Why some bird brains are larger than others

Copyright © 2005 Elsevier Ltd All rights reserved.

Correspondence

Why some bird brains are larger than others

Fahad Sultan

Department of Cognitive Neurology, Hertie-Institute for Clinical Brain Research, University of Tuebingen, Otfried-Mueller-Strasse 27, 72076 Tuebingen,Germany.

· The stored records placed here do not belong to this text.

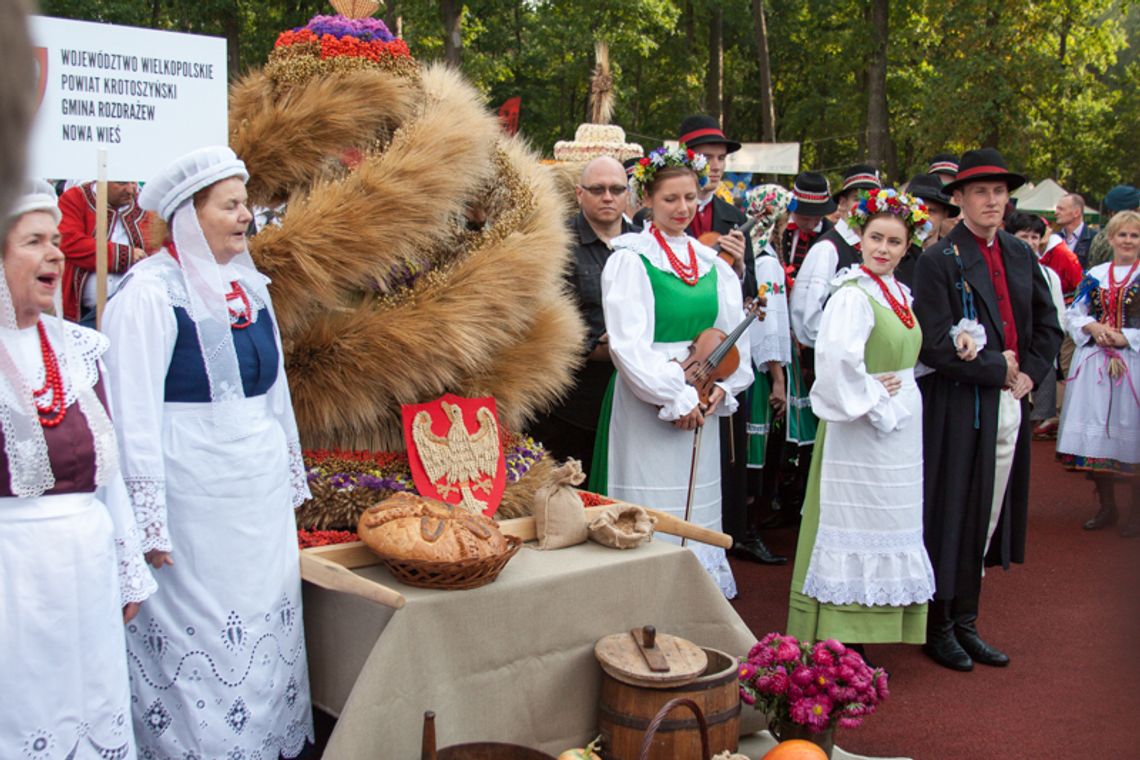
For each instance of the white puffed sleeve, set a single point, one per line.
(730, 315)
(844, 391)
(627, 301)
(143, 329)
(771, 338)
(813, 284)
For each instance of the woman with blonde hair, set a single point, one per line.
(1100, 421)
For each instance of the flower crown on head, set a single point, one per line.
(664, 157)
(910, 209)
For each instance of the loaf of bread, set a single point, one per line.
(409, 526)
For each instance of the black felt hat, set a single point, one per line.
(860, 177)
(929, 188)
(980, 165)
(703, 130)
(811, 195)
(944, 163)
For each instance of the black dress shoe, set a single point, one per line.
(755, 550)
(978, 650)
(1105, 519)
(949, 653)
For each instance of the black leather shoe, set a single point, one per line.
(978, 650)
(949, 653)
(755, 550)
(1106, 517)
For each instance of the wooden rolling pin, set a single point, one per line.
(335, 577)
(666, 523)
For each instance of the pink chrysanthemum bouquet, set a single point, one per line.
(816, 686)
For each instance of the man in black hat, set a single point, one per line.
(976, 439)
(944, 166)
(702, 135)
(941, 209)
(835, 250)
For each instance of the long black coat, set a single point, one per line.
(734, 474)
(959, 457)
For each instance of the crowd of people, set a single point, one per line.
(913, 343)
(909, 346)
(167, 622)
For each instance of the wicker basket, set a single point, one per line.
(452, 575)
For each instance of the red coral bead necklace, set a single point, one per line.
(54, 411)
(687, 272)
(243, 317)
(898, 305)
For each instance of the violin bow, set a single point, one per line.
(692, 477)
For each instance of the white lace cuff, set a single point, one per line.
(888, 415)
(681, 406)
(148, 500)
(972, 328)
(298, 475)
(136, 582)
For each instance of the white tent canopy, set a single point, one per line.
(1041, 198)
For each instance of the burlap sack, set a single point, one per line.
(560, 517)
(623, 528)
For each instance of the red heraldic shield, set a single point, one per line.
(455, 451)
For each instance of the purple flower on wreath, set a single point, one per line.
(365, 30)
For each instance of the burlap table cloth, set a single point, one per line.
(512, 661)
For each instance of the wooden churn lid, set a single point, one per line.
(645, 658)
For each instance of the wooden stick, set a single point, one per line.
(325, 573)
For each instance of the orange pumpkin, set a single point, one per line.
(796, 749)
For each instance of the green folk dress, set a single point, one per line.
(862, 573)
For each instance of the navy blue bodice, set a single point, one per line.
(257, 357)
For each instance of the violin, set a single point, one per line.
(713, 239)
(713, 354)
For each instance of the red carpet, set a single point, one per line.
(1068, 619)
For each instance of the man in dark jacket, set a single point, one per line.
(976, 435)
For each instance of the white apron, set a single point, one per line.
(63, 665)
(225, 628)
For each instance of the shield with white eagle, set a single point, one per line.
(455, 451)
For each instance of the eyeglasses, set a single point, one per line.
(599, 190)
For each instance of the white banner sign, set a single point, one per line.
(765, 158)
(762, 157)
(147, 97)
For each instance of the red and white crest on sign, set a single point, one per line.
(455, 451)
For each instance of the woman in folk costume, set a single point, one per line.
(212, 462)
(862, 573)
(71, 565)
(1100, 419)
(660, 288)
(771, 338)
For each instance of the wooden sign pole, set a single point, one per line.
(100, 237)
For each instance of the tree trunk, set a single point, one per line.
(878, 125)
(714, 81)
(450, 11)
(767, 101)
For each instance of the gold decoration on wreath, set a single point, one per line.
(356, 8)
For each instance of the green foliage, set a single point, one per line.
(1050, 82)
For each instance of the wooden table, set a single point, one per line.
(511, 661)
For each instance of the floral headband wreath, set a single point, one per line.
(662, 157)
(910, 209)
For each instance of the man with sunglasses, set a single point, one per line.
(602, 191)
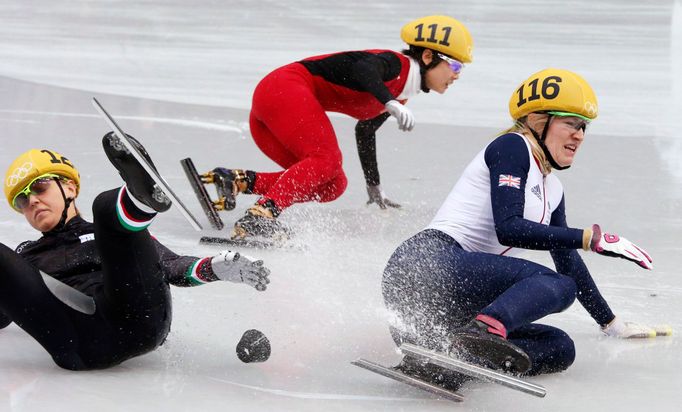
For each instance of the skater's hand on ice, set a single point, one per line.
(377, 195)
(402, 114)
(612, 245)
(238, 268)
(631, 330)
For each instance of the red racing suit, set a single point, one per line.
(289, 123)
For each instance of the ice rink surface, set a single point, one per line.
(179, 75)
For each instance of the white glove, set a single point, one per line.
(233, 267)
(402, 114)
(627, 330)
(377, 195)
(612, 245)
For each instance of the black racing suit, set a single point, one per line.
(126, 273)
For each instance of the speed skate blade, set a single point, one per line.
(401, 377)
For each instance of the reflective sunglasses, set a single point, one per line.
(577, 122)
(455, 65)
(37, 186)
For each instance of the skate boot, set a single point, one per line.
(433, 374)
(138, 182)
(484, 341)
(230, 182)
(260, 220)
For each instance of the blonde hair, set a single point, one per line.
(521, 126)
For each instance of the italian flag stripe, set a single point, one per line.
(124, 217)
(193, 274)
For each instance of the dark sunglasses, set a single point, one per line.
(37, 186)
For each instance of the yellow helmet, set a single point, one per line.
(35, 163)
(561, 92)
(440, 33)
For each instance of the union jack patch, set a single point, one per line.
(511, 181)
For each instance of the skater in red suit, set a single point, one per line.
(289, 123)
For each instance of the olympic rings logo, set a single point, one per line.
(19, 174)
(590, 108)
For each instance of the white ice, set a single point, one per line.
(179, 75)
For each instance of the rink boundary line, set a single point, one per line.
(166, 120)
(317, 396)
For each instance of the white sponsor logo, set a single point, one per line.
(18, 174)
(591, 108)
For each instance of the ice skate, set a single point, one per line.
(260, 221)
(484, 341)
(229, 183)
(138, 182)
(432, 374)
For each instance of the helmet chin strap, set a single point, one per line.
(543, 146)
(67, 203)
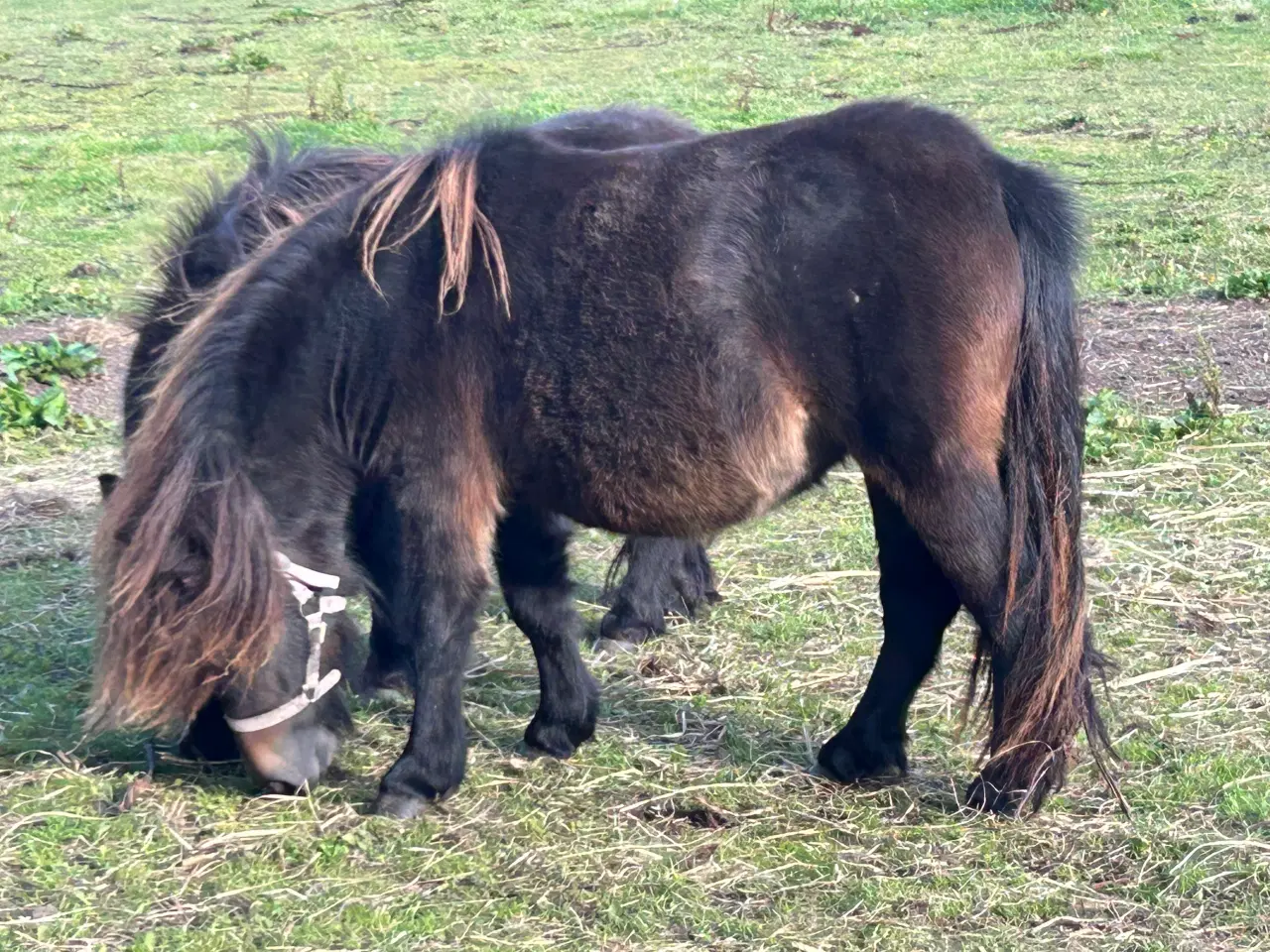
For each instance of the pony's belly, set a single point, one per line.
(683, 492)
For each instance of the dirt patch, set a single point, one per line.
(102, 394)
(1153, 354)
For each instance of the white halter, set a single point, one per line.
(303, 583)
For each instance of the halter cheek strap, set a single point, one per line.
(303, 583)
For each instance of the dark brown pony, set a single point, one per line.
(662, 340)
(217, 231)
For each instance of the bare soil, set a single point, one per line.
(1153, 353)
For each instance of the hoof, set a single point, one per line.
(616, 647)
(985, 796)
(848, 758)
(561, 737)
(402, 806)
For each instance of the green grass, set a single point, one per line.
(690, 823)
(114, 108)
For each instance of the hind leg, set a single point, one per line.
(919, 603)
(959, 512)
(663, 576)
(534, 571)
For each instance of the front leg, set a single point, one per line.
(534, 570)
(431, 574)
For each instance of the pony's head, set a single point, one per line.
(200, 615)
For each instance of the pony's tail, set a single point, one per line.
(185, 557)
(1048, 693)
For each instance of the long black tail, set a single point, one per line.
(1049, 692)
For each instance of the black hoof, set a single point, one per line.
(561, 738)
(402, 806)
(849, 758)
(987, 796)
(616, 647)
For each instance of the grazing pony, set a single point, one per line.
(663, 340)
(220, 231)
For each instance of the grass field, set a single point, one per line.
(690, 823)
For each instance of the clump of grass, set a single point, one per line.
(50, 359)
(248, 61)
(44, 362)
(331, 102)
(73, 33)
(1254, 284)
(1114, 426)
(293, 14)
(22, 411)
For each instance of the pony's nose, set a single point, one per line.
(286, 758)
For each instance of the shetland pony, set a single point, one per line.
(217, 231)
(662, 340)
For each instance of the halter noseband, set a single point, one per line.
(303, 583)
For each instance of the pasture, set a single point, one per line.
(691, 820)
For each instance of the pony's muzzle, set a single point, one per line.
(289, 757)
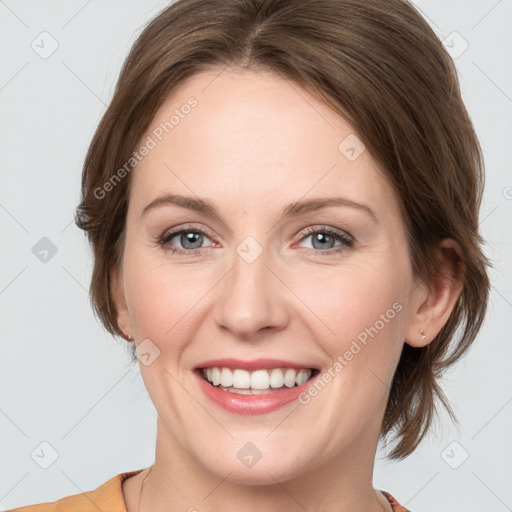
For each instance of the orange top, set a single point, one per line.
(108, 497)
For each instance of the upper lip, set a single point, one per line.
(253, 364)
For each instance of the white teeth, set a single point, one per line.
(289, 378)
(276, 378)
(257, 380)
(260, 380)
(215, 376)
(241, 379)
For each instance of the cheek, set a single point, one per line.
(358, 312)
(163, 299)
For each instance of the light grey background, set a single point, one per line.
(65, 382)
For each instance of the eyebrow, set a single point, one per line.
(292, 210)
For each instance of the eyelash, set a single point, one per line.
(346, 240)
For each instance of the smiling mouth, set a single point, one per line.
(258, 382)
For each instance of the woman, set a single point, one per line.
(282, 199)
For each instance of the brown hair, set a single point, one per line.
(380, 66)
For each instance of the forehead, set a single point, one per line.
(254, 136)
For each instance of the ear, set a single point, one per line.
(118, 296)
(433, 302)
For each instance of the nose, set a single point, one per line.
(252, 300)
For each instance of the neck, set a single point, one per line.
(340, 482)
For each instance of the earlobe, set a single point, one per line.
(437, 299)
(123, 315)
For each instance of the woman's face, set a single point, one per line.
(265, 276)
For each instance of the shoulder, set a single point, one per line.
(108, 497)
(394, 504)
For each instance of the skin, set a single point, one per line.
(254, 144)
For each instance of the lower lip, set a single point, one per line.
(251, 404)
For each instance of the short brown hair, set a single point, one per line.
(382, 68)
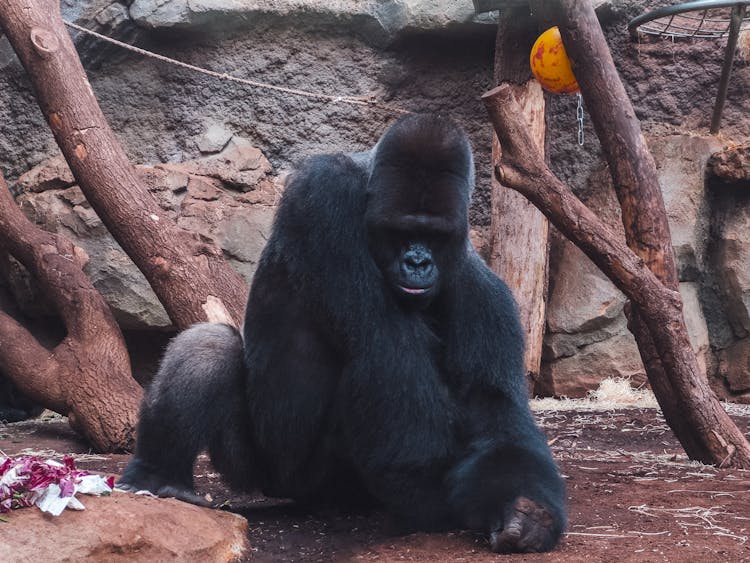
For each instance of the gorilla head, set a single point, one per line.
(421, 176)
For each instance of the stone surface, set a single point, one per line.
(124, 527)
(731, 165)
(376, 21)
(215, 138)
(575, 376)
(50, 174)
(228, 198)
(681, 164)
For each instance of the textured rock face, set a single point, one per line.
(228, 198)
(731, 165)
(731, 262)
(377, 21)
(124, 527)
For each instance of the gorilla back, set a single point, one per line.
(379, 353)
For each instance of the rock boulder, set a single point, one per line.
(124, 527)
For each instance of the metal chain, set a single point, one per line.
(579, 118)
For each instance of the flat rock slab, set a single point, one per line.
(123, 527)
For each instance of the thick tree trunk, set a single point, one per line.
(87, 376)
(187, 275)
(692, 411)
(519, 232)
(643, 214)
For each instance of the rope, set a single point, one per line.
(353, 100)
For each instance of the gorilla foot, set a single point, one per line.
(528, 528)
(168, 491)
(137, 478)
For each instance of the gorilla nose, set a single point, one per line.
(417, 257)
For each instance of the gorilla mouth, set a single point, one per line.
(415, 290)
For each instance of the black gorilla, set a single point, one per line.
(380, 355)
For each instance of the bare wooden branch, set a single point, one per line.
(184, 272)
(87, 376)
(518, 248)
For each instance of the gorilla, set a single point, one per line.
(380, 358)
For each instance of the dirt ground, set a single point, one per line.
(633, 494)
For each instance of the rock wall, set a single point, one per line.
(429, 55)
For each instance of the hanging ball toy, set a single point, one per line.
(550, 64)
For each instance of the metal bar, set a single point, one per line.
(681, 8)
(738, 13)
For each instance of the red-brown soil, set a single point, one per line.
(633, 497)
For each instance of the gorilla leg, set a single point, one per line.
(196, 400)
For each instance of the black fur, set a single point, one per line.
(379, 352)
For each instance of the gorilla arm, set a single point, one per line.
(508, 483)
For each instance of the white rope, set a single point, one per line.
(354, 100)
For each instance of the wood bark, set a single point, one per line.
(87, 376)
(188, 276)
(644, 216)
(519, 232)
(649, 280)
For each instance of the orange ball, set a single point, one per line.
(550, 64)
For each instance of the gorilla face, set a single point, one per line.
(416, 218)
(410, 262)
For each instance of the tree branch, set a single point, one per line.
(184, 272)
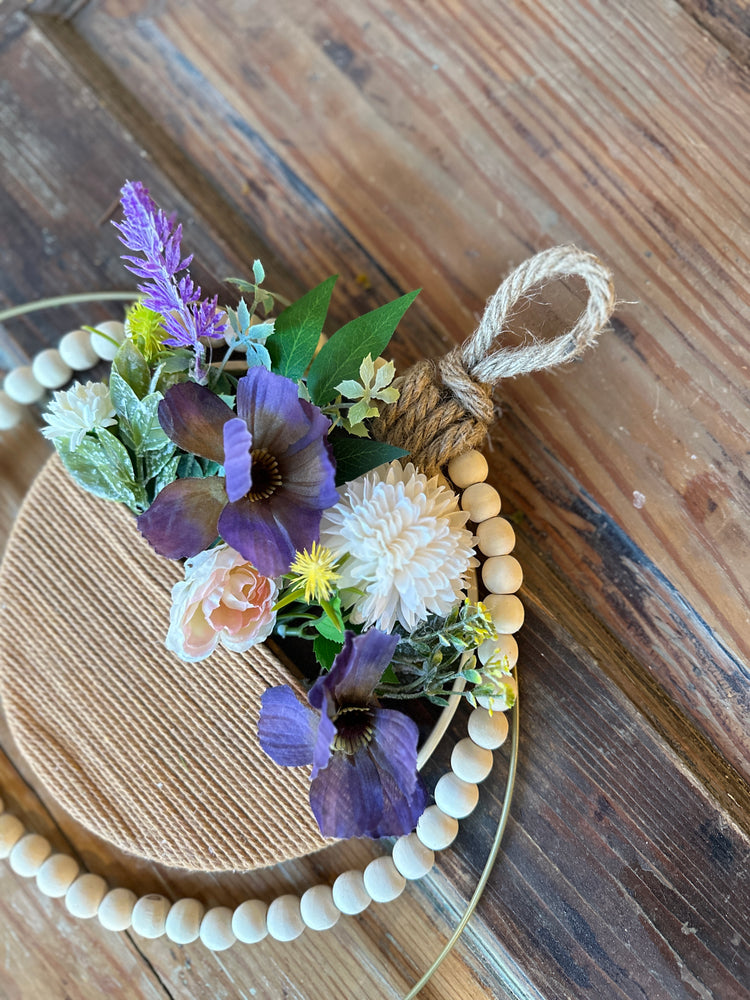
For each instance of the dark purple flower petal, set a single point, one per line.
(356, 670)
(182, 520)
(237, 444)
(287, 729)
(271, 406)
(310, 474)
(252, 530)
(347, 797)
(193, 417)
(323, 743)
(393, 748)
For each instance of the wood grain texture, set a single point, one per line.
(434, 145)
(446, 146)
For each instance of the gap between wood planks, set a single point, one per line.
(696, 753)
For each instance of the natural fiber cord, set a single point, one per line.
(157, 756)
(445, 407)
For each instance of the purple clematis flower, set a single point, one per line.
(279, 473)
(364, 776)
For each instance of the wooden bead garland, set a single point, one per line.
(384, 878)
(53, 367)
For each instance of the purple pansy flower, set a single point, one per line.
(279, 473)
(146, 230)
(364, 776)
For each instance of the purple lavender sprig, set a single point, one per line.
(147, 230)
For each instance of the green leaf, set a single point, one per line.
(340, 358)
(138, 419)
(102, 466)
(355, 456)
(326, 650)
(131, 366)
(389, 676)
(297, 331)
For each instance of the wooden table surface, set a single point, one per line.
(436, 143)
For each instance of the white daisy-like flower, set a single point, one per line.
(73, 413)
(408, 550)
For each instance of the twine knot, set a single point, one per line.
(445, 407)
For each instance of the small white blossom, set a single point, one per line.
(407, 549)
(82, 408)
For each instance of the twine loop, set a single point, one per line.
(446, 407)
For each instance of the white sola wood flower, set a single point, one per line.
(406, 545)
(82, 408)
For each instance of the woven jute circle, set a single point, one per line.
(157, 756)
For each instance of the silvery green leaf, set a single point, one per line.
(166, 474)
(156, 459)
(243, 316)
(102, 466)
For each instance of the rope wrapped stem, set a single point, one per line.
(445, 407)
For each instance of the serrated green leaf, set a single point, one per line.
(355, 457)
(340, 358)
(132, 367)
(297, 331)
(102, 466)
(326, 650)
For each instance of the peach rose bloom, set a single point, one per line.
(223, 599)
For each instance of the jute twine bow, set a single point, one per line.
(446, 407)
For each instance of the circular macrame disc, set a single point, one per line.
(157, 756)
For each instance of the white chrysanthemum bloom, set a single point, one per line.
(80, 409)
(408, 550)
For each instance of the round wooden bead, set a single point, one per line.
(76, 350)
(11, 831)
(470, 762)
(349, 892)
(456, 797)
(436, 829)
(502, 574)
(284, 919)
(183, 924)
(50, 370)
(102, 345)
(504, 649)
(56, 875)
(22, 387)
(115, 911)
(150, 915)
(249, 921)
(488, 731)
(84, 896)
(506, 610)
(467, 469)
(383, 880)
(216, 929)
(29, 854)
(411, 857)
(481, 501)
(318, 909)
(495, 537)
(10, 412)
(505, 696)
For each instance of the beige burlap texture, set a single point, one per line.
(157, 756)
(161, 757)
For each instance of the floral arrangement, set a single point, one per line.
(240, 437)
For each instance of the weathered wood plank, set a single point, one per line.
(727, 20)
(445, 147)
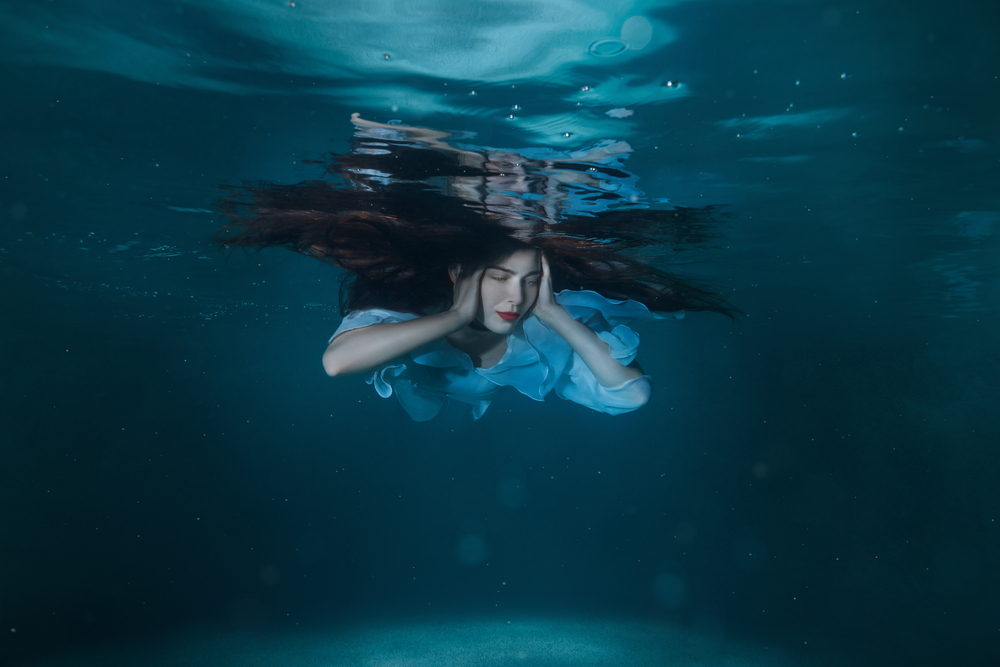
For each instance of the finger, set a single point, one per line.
(546, 271)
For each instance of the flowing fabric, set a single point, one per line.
(537, 361)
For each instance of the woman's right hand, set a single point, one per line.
(465, 295)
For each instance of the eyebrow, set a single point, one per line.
(513, 273)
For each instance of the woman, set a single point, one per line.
(452, 297)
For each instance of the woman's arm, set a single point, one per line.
(363, 349)
(592, 350)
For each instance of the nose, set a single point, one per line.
(516, 293)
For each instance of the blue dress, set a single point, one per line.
(537, 361)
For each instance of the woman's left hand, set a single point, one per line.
(546, 307)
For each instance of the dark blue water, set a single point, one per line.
(813, 484)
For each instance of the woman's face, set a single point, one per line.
(509, 290)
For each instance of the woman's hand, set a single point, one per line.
(546, 307)
(465, 295)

Available online 6 September 2005.

Article Outline

Supplemental data

References

How does brain size and design influence the survival chances of a species? A large brain may contribute to an individual’s success irrespective of its detailed composition. I have studied the size and shape of cerebella in birds and looked for links between the bird’s cerebellar design, brain size and behavior. My results indicate that the cerebellum in large-brained birds does not scale uniformly, but occurs in two designs. Crows, parrots and woodpeckers show an enlargement of the cerebellar trigeminal and visual parts, while owls show an enlargement of vestibular and tail somatosensory cerebellar regions, likely related to their specialization as nocturnal raptors. The enlargement of specific cerebellar regions in crows, parrots and woodpeckers may be related to their repertoire of visually guided goal-directed beak behavior. This specialization may lead to an increased active exploration and perception of the physical world, much as primates use of their hands to explore their environment. The parallel specialization seen in some birds and primates may point to the influence of a similar neuronal machine in shaping selection during phylogeny.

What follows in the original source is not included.